Chi nega l’esistenza di Dio – Apologetica

1) I materialisti. Essi affermano: tutto è materia, tutto viene dalla materia e ad essa ritorna. Ecco la dottrina che deve sciogliere tutti gli enigmi, contentare tutti i bisogni, soddisfare a tutte le aspirazioni. Su una concezione materialistica della realtà si basa anche l’ateismo del Rensi che, nelle prime pagine della sua Apologia dell’ateismo, dà questa definizione dell’Essere:
Essere significa ciò che si può vedere, toccare, percepire. E’ soltanto ciò che può essere visto, toccato, percepito (pag. 15); e prosegue spiegando: quel può non va inteso nel senso che esista solo ciò sopra cui sia effettivamente possibile mettere l’occhio e la mano, ma nel senso che anche quando questo fatto non possa accadere, pure la cosa che è deve possedere una natura tale per cui sia per sé suscettibile di essere vista, toccata, percepita (pag. 1516). Ora, siccome soltanto l’essere materiale ha tale natura, il Rensi conclude che Dio, come essere spirituale, non esiste. Ma, quanto categorica, altrettanto falsa è la definizione di essere data dal Rensi: al contrario, essere dice solamente ciò che esiste o può esistere, sia materiale, come il mondo che vediamo, sia spirituale, come per es. la nostra anima..
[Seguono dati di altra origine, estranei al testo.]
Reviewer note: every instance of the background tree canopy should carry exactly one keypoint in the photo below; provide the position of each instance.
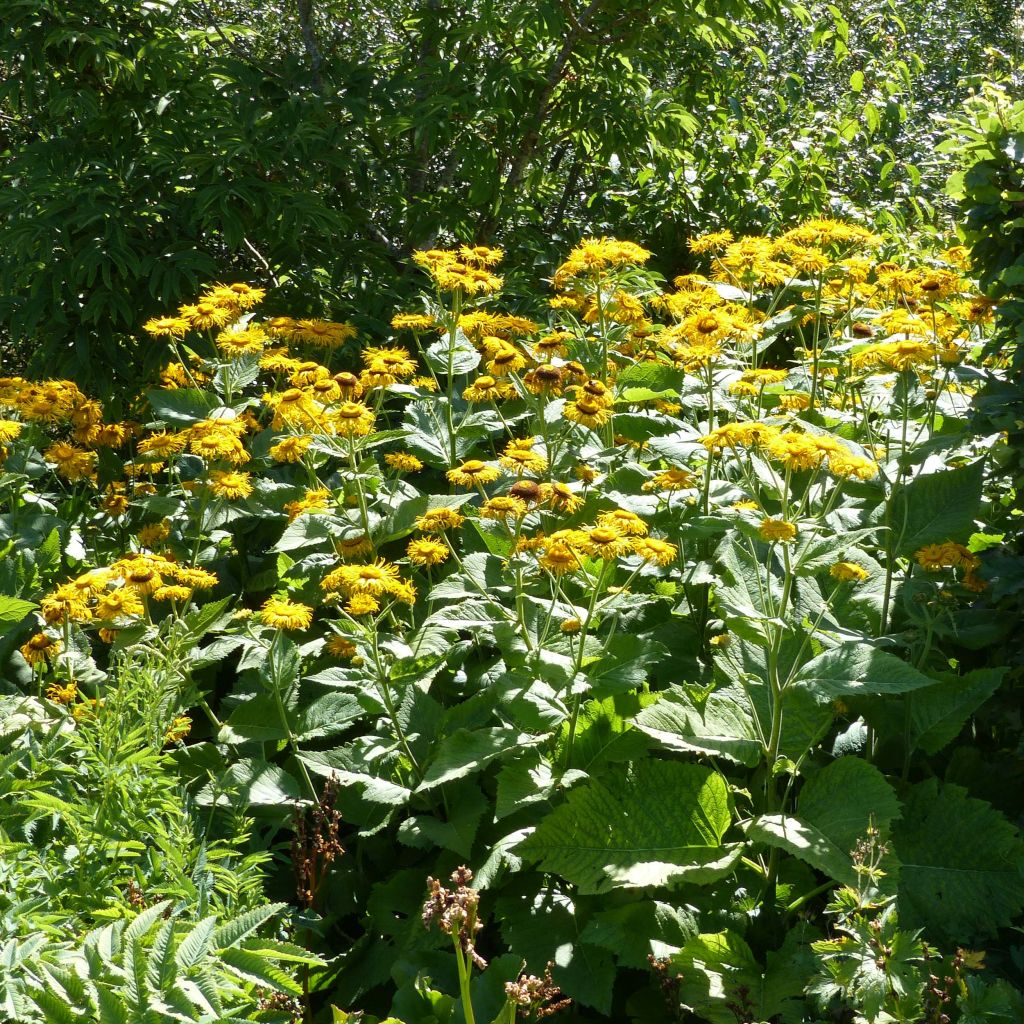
(148, 147)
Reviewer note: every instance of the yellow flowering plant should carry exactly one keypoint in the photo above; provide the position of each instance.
(611, 603)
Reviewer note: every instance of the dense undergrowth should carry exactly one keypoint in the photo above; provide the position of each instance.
(663, 627)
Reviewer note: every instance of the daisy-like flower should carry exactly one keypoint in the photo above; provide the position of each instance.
(503, 508)
(487, 388)
(363, 604)
(652, 549)
(290, 449)
(559, 558)
(606, 542)
(628, 523)
(520, 457)
(777, 529)
(561, 498)
(352, 419)
(373, 578)
(438, 520)
(424, 551)
(167, 327)
(230, 484)
(39, 648)
(848, 572)
(280, 613)
(473, 472)
(339, 646)
(403, 462)
(670, 479)
(123, 603)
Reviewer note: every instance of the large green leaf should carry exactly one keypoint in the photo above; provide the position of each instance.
(719, 972)
(938, 714)
(657, 823)
(962, 864)
(855, 669)
(835, 810)
(722, 726)
(936, 507)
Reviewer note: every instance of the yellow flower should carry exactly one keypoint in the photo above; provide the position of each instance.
(520, 457)
(427, 552)
(123, 603)
(388, 360)
(9, 429)
(503, 507)
(627, 523)
(438, 520)
(152, 534)
(178, 729)
(670, 479)
(230, 483)
(167, 327)
(471, 473)
(606, 543)
(487, 388)
(777, 529)
(339, 646)
(795, 401)
(62, 693)
(290, 449)
(710, 243)
(561, 498)
(242, 341)
(651, 549)
(40, 647)
(848, 572)
(72, 463)
(192, 577)
(353, 420)
(363, 604)
(280, 613)
(948, 555)
(559, 558)
(402, 462)
(373, 578)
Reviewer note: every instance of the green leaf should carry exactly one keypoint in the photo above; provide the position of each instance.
(196, 944)
(13, 609)
(835, 810)
(936, 507)
(183, 406)
(722, 726)
(855, 669)
(467, 751)
(938, 714)
(256, 969)
(962, 864)
(235, 931)
(720, 972)
(659, 822)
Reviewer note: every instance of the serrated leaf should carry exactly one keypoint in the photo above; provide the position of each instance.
(468, 751)
(722, 726)
(936, 507)
(835, 810)
(646, 826)
(858, 669)
(196, 944)
(235, 931)
(256, 969)
(938, 714)
(962, 864)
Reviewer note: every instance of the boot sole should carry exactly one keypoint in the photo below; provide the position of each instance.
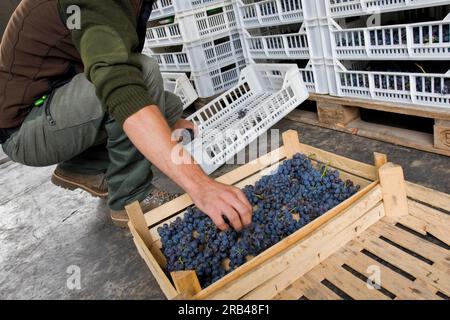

2) I monisti e panteisti, che dicono di ammettere Dio, ma lo identificano col mondo e quindi praticamente lo negano. A ragione disse il Gratry: Il panteismo è l’ateismo più una menzogna. Si distingue il panteismo realistico di Scoto Eriugena, Giordano Bruno, Spinoza, ecc., e il panteismo idealistico della filosofia post-kantiana con Fichte, Schelling, Hegel, e in Italia con Croce, Gentile, Carabellese, ecc.
Il Gentile per es. scrive: Dio non può essere tanto Dio che non sia lo stesso uomo (2) e Dio è spirito; ma è spirito in quanto l’uomo è spirito; e Dio e l’uomo nella realtà dello spirito sono due e sono uno; sicché l’uomo è veramente uomo soltanto nella sua unità con Dio (…) e Dio da parte sua è il vero Dio in quanto è tutt’uno con l’uomo che lo compie nella sua essenza (3). E’ vero che talora afferma la distinzione tra Dio e uomo, ma la spiega, piuttosto, come distinzione di termini astratti nell’unica realtà concreta che è la sintesi 4 secondo i principi dell’idealismo che abbiamo altrove esposto (Lez. VI).
Orbene il panteismo non è accoglibile, perché Dio, per sua natura infinito, immutabile e perfettissimo, non può identificarsi né con la realtà materiale né col nostro spirito che sono realtà finite, mutabili e imperfette.